Commonwealth Policy Center calls for legislature to hold hearings on instant racing

Richard Nelson is the executive director of the Commonwealth Policy Center. He and his family reside in Cadiz.

FRANKFORT -- The Commonwealth Policy Center called on the state legislature to hold hearings on the legality of instant racing machines and asked for public input on expanded gambling today. The move comes on the heels of Attorney General Andy Beshear's public urging of state legislators to legalize casinos and sports betting. It also stems from the announcement by Churchill Downs and Keeneland to open a $150 million development revolving around a casino in the West Kentucky community of Oak Grove.

The proposal will have up to 1,500 instant racing machines which Richard Nelson, executive director of the nonpartisan organization, believes are illegal.

"For years we heard the casino-expansion mantra 'Let the people decide'--the horse industry's efforts to put a constitutional amendment on the ballot. That vote never happened," Nelson said. "Today, we have instant-racing casinos in four cities and the people have not decided. Nor has the legislature ever voted to approve any gambling expansion." The state House and Senate have yet to hold a single legislative hearing to determine the legality of instant racing machines or whether their introduction would be good public policy.

Nelson, who was flanked by a dozen state House members, contends that casino gambling undermines sound economic principles: thrift, honesty, personal responsibility, and a work ethic that connects effort with reward.

"Building an economy on casino principles is counterintuitive," Nelson said. "How many financial advisors tell their clients they should take part of the 401k and put it in a slot machine as an investment strategy? If this sounds absurd then why is it not just as ridiculous for us to believe that casinos are a healthy revenue stream for governments to depend upon?"

"The gambling interests see dollar signs and major development.

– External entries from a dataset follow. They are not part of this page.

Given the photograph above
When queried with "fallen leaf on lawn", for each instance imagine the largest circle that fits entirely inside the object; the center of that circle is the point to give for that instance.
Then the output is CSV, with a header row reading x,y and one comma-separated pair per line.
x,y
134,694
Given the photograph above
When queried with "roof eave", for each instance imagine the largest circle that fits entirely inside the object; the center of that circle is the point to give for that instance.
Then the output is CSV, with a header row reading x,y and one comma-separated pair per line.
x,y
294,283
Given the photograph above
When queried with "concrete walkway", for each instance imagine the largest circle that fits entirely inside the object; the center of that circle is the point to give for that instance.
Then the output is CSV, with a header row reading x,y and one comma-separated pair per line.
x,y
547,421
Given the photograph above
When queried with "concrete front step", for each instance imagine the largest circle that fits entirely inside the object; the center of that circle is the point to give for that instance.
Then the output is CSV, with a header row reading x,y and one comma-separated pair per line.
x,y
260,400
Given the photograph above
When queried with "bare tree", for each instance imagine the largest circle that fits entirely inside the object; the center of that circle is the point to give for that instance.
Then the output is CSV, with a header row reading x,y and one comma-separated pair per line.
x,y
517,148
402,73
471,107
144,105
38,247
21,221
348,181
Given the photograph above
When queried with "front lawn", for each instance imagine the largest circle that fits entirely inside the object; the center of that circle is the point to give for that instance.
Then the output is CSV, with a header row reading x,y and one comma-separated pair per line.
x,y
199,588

But they're not considering the collateral damage addiction brings to real people," Nelson said. "The business model is based on a lot of people losing. The family whose breadwinner gambled away the week's grocery money. The businesses who've been embezzled by a wayward employee. Adventure-seeking-soldiers stationed at Fort Campbell. And most will end up with a pocket full of nothing."

"Prosperity shouldn't be a zero-sum game that only creates a few big winners at the expense of the many," Nelson said. "By their very nature, casinos create losers. This is how they pay for $150 million expansions like the one in Oak Grove."